Deep RL Meets Structured Prediction

Invited Speakers

Jessica B. Hamrick

Structured Computation and Representation in Deep Reinforcement Learning

Abstract: The world around us has rich structure, corresponding to objects and entities, the relationships between them, and rules for composing them into new objects and entities. As such, incorporating structure into deep learning architectures often affords stronger performance and greater generalization; the proliferation of convolutional and recurrent architectures (which both assume a particular type of structure) is a testament to this claim. In this talk, I will argue for thinking about structure more explicitly, and will distinguish between two types of structure: structured computation (how individual computations or functions are composed into more complex structures), and structured representation (the format of the data that computations are performed over, such as sequences, sets, graphs, and programs). I will present results from two projects which make interesting choices about both of these types of structure. In particular, I will show that agents which use structured representations (e.g., objects and scene graphs) and structured policies (e.g., object-centric actions) outperform those which use less structured representations, and generalize better beyond their training.

Bio: http://www.jesshamrick.com/

Anima Anandkumar

Abstract: Standard deep learning algorithms are based on a function-fitting approach that do not exploit any domain knowledge or constraints. This has several shortcomings: high sample complexity, and lack of robustness and generalization, especially under domain or task shifts. I will show several ways to infuse structure and domain knowledge to overcome these limitations, viz., tensors, graphs, symbolic rules, physical laws, and simulations.

Bio: http://tensorlab.cms.caltech.edu/users/anima/

Graham Neubig

Abstract: In 2016, I co-authored a wide-sweeping survey on training techniques for statistical machine translation (http://www.phontron.com/paper/neubig16cl.pdf). This survey was promptly, and perhaps appropriately, forgotten in the tsunami of enthusiasm for new advances in neural machine translation (NMT). Now that the dust has settled after five intense years of research into NMT and training methods therefore, perhaps it is time to revisit our old knowledge and see what it can teach us with respect to training techniques for NMT. In this talk, I will broadly overview several years of research into sequence-level training objectives for NMT, then point out a several areas where our understanding of training techniques for NMT still lags significantly behind what we knew for more traditional approaches to SMT.

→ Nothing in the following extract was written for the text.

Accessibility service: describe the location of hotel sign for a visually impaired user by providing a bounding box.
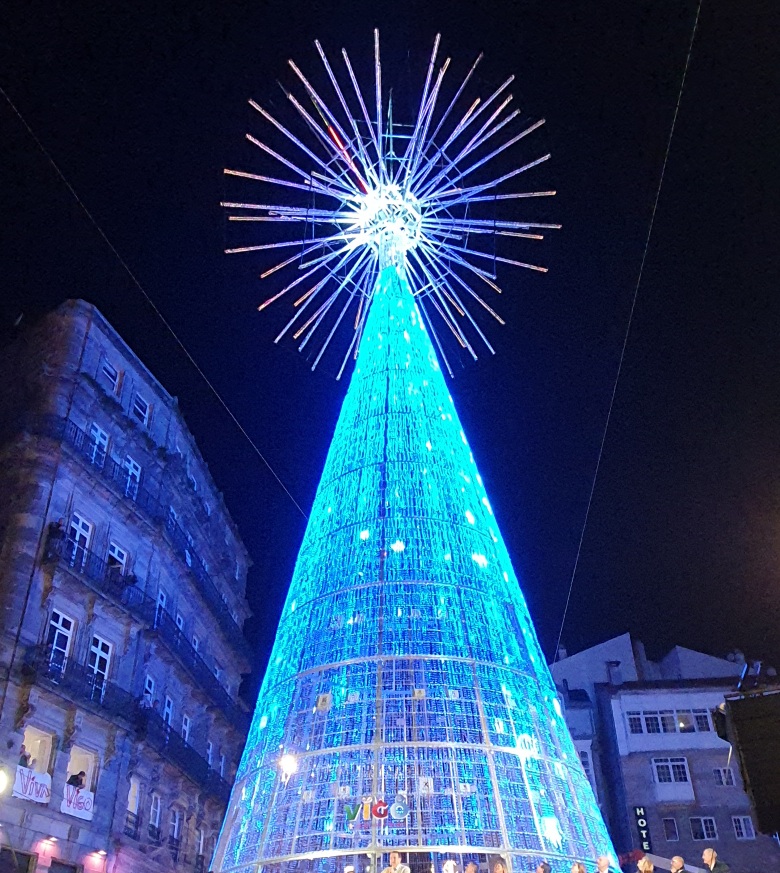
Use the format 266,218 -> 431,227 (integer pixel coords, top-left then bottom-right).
11,767 -> 51,803
634,806 -> 653,852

Bio: Graham Neubig is an assistant professor at the Language Technologies Institute of Carnegie Mellon University. His work focuses on natural language processing, specifically multi-lingual models that work in many different languages, and natural language interfaces that allow humans to communicate with computers in their own language. Much of this work relies on machine learning to create these systems from data, and he is also active in developing methods and algorithms for machine learning over natural language data. He publishes regularly in the top venues in natural language processing, machine learning, and speech, and his work occasionally wins awards such as best papers at EMNLP, EACL, and WNMT. He is also active in developing open-source software, and is the main developer of the DyNet neural network toolkit.

Mohammad Norouzi

Abstract: Many recent papers cast structured prediction as reinforcement learning (RL) and use off-the-shelf sample-based RL algorithms to address machine translation, speech recognition, semantic parsing, etc. I will argue that off-the-shelf RL algorithms are not desirable for structured prediction mainly because they do not make use of the determinism and availability of the search space for structured prediction tasks. Then, I will introduce two general approaches to structured prediction, inspired by value-based and policy-based RL, with applications to speech recognition and semantic parsing. For structured losses such as word error rate in speech recognition, I present a dynamic programming algorithm to identify the optimal extension for each partial output sequence and a way to distill the knowledge of optimal extensions into a neural network. This results in a significant reduction of word error rate compared to standard MLE solutions. For unstructured losses (e.g., sparse success-failure feedback), I present a novel way to leverage a memory buffer of promising trajectories to reduce the variance of policy gradient estimates. This yields state-of-the-art performance in weakly supervised semantic parsing.

Bio: Mohammad Norouzi is a Senior Research Scientist at Google Brain in Toronto, working in Geoff Hinton’s group. He received his PhD in computer science at the University of Toronto in 2016, under the supervision of David Fleet, working on scalable similarity search algorithms. His PhD was supported by a Google US/Canada PhD fellowship in machine learning. His research interests span a broad range of topics in deep learning, natural language processing, and computer vision, with a focus on statistical generative models and reinforcement learning algorithms and applications.